Der FUEV-Kongress in Moskau blieb für die russische Regierung nicht unbemerkt. Die Teilnehmer wurden von Maxim Trawnikow, dem stellvertretenden Minister im Entwicklungsministerium, im Namen des Präsidenten der Russischen Föderation, Wladimir Putin, begrüßt. Seitens des Europäischen Parlaments richtete Csaba Tabajdi ein Grußwort an die Kongressteilnehmer. „Meine Haare sind während der Verteidigung der Rechte der nationalen Minderheiten grau geworden“, scherzte er. „Es hat keine Bedeutung, wie eine Minderheit entstanden ist. Sie und ihre Rechte müssen verteidigt werden“, setzte er ernst fort. Der Leiter des Direktorates für Menschenrechte und Antidiskriminierung beim Europarat, Ralf-René Weingärtner, wies in seiner Ansprache auf die Bedeutung der Sprache als markantes Zeichen der traditionellen Minderheiten hin und rief dazu auf, diese „als lebendige Sprachen des Alltagslebens zu erhalten“. Über die Fortschritte in der Minderheitenpolitik in Russland berichtete der Präsident der Föderalen Nationalen Kulturautonomie der Russlanddeutschen, Heinrich Martens. „Die Gründung des Rates für Minderheiten beim Präsidenten der Russischen Föderation ermöglicht es, die Probleme und Bedürfnisse der Volksminderheiten an der höchsten Stelle im Staat zu lösen“, sprach Martens hoffnungsvoll aus.
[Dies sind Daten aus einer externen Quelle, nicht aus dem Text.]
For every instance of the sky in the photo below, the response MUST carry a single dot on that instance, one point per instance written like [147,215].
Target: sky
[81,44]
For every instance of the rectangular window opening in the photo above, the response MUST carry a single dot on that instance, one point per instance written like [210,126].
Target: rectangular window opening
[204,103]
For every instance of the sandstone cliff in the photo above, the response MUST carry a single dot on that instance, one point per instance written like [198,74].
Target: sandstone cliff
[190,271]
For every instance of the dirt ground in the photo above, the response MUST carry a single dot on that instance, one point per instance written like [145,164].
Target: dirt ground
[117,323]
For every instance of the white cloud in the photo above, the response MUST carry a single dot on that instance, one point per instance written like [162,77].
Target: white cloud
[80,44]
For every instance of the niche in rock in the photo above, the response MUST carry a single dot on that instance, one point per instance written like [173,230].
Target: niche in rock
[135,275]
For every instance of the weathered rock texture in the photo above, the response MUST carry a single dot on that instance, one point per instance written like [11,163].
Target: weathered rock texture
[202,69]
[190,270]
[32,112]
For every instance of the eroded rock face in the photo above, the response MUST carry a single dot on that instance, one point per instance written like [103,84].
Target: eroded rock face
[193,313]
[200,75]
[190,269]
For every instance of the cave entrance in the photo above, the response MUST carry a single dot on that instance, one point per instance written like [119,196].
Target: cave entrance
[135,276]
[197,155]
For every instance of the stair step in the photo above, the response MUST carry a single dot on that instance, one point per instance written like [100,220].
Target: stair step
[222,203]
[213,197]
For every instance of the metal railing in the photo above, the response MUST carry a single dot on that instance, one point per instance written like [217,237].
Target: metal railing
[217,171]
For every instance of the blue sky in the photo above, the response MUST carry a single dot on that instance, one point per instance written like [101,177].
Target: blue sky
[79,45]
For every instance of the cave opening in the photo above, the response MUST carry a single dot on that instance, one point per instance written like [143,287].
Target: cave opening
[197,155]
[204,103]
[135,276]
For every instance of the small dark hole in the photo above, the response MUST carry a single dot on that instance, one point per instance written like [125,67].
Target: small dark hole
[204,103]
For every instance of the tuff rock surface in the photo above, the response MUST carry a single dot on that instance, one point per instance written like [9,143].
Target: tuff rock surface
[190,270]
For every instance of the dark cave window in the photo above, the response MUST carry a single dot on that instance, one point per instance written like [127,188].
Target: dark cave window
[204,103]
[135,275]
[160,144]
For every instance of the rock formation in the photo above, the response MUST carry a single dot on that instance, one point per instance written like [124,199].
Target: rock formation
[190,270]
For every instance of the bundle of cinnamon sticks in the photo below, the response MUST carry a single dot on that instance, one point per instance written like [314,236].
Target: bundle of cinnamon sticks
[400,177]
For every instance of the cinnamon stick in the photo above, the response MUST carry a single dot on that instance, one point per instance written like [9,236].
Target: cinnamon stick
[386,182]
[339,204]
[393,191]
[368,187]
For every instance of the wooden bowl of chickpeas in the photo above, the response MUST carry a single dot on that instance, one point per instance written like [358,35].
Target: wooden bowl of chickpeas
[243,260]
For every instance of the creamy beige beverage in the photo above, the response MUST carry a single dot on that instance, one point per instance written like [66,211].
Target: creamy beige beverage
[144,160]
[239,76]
Die Erkundung der russischen Hauptstadt setzten die Kongressteilnehmer außerhalb von Referaten und Vorträgen mit einem Kulturprogramm fort. Die Besichtigung der Aufführung vom Ballett „Giselle“ im Bolschoi-Theater hinterließ bei allen einen unvergesslichen Eindruck. Eine Rundfahrt durch die überfüllten Straßen Moskaus zeigte sowohl die geschichtsträchtigen als auch die modernen Seiten dieser Metropole. Die Vorstellung einiger Minderheiten aus Russland beim Markt der Möglichkeiten zu Beginn der Veranstaltung im Deutsch-Russischen Haus erlaubte einen flüchtigen Einblick in die breite Palette der zahlreichen Minderheiten in Russland.

„Russland ist ein facettenreiches Land, das sich natürlich nicht in vier Tagen erschöpfend erkunden lässt. Ich denke jedoch, wir sind gemeinsam mit unseren 170 Gästen um einiges klüger, wenn wir heute nach Hause fahren“, zog FUEV-Präsident Hans Heinrich Hansen ein positives Fazit des 57. Kongress der FUEV.